Riding Diaries, Lesson 2: Trotter Up


Today I got to be with Trixie, and we ran like the wind! The kind that blows at 2 mph that is. Nonetheless, I think my love affair with horses has officially begun.

When I arrived at the center, there was a horse that I noticed looking at me. Soon after I found out it was the same horse I was to be riding… I was able to take her out of her stable, groom her and get her saddled up. Trixie has this interesting habit of biting on the railing a lot, so we have to deal with her more gently. Something to do with the fact that she may have been wounded or something in the past. We just had to take care and be mindful when working with her. They really are a lot like us. No wonder this connection seems so strong.

Then we went into this round corral looking area for the first time, where I started learning how to turn her, stop, and so forth. At one point in the beginning, we got so close to the fence my instinct was to push my hand off the fence otherwise my leg would get squished – that didn’t go over so well. Luckily my instructor had the other rope so we were good.

I sit on an exercise ball most of the time at work and at home, and I’m finding that is proving to be useful here too. You have to be strong in your core area and grip with your thighs. Your feet need to be positioned with the heel more downward. For us females especially, we can have a tendency to want to curl forward and that apparently doesn’t do anything to the horse except literally make it go around in circles.

I kept wanting to look at Trixie and forget about the space ahead of us. It’s as though you are learning to drive and all you want to do is look at the steering wheel. She was so captivating though! Toward the end I was able to get better about stopping her, getting her to walk, and to turn. It’s the slight turns and adjustments that are going to take some getting used to. My teacher made a really good point – we are learning to control the horse but we realize we don’t even have control over our own bodies and how they react. Again, I’m learning a lot about this sport but even more so about myself… on a level I don’t even understand yet.
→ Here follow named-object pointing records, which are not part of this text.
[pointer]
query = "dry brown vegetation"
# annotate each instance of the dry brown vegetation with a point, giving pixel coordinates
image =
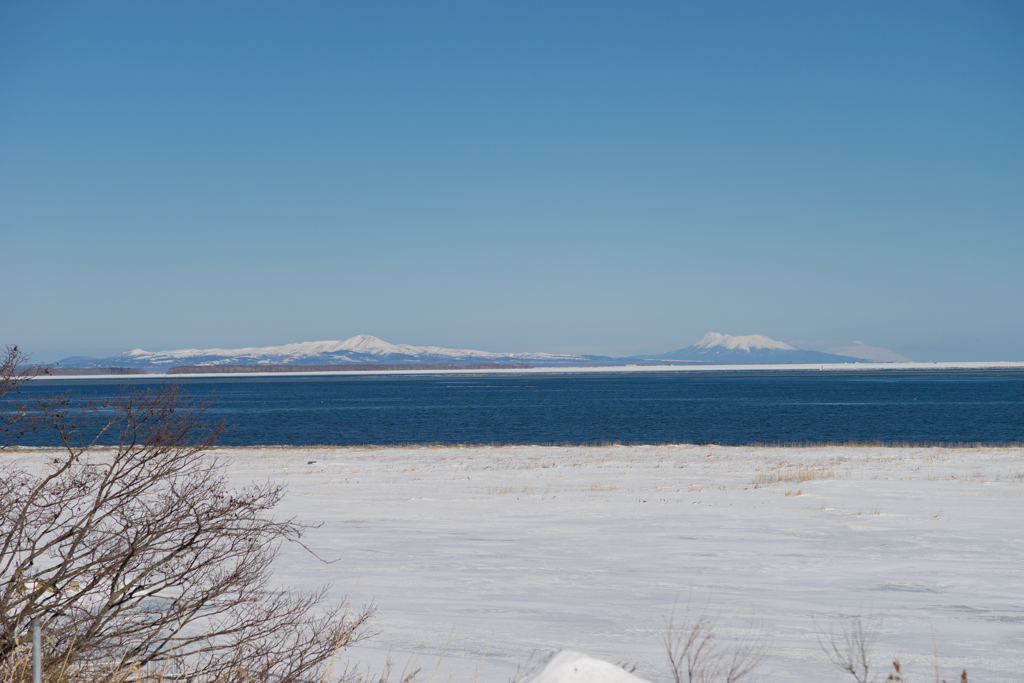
(139, 560)
(802, 473)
I asked my instructor how long it would take me to learn before I could go on one of those trips in Europe. Sounds so magical. She said a few years. A few years?! Okay, maybe this summer was getting a little anxious. She also looked at me somewhat funny when I told her that this experience was changing me somehow. That’s okay though, I’m learning a lot of other things from her and perhaps that is for my own personal reflection here and otherwise.
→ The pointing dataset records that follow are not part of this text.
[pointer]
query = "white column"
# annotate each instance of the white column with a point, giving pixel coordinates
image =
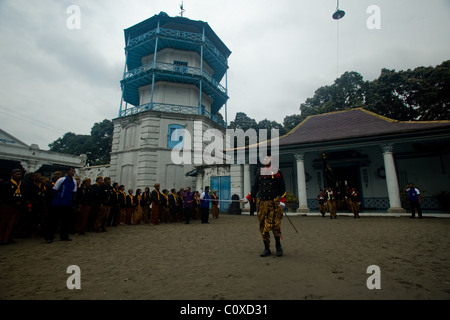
(247, 185)
(391, 180)
(30, 165)
(301, 183)
(199, 181)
I thought that I would be in more pain since we picked up speed to a trot today. I actually left in less pain than when I started the lesson. This has been a major concern since the residual pain from my surgery has been lingering for some time. What an unexpected grace and gift.
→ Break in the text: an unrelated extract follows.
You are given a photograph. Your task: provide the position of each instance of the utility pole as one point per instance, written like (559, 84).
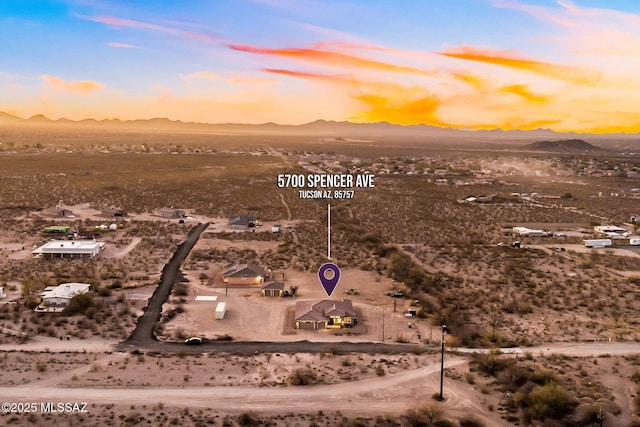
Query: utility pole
(444, 333)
I can’t wait until next time.


2 thoughts on “Riding Diaries, Lesson 2: Trotter Up

  1. you did not ride with your stirrups that short did you? western is long legged, your in the jumping position and to do that in a western saddle is a disaster in the making. I found when I used to ride that if I ride with my legs down and without stirrups I sit deeper in the saddle and avoid the bad habit I had of pushing against the stirrups which pushed me up and out of hte saddle oh so slight but enough to feel like I would fall behind or fall off, lol. but this may not be a problem for you, everyone has something to work on including myself. pretty horse too.

  2. My instructor adjusted them after we took this picture. This was when I first mounted the horse during the lesson… I am still learning the whole proper stirrup length thing. =) It sounds like you’ve been riding for a while! I can’t wait to be there, but I’m also enjoying every moment of these first steps. Such an incredible experience.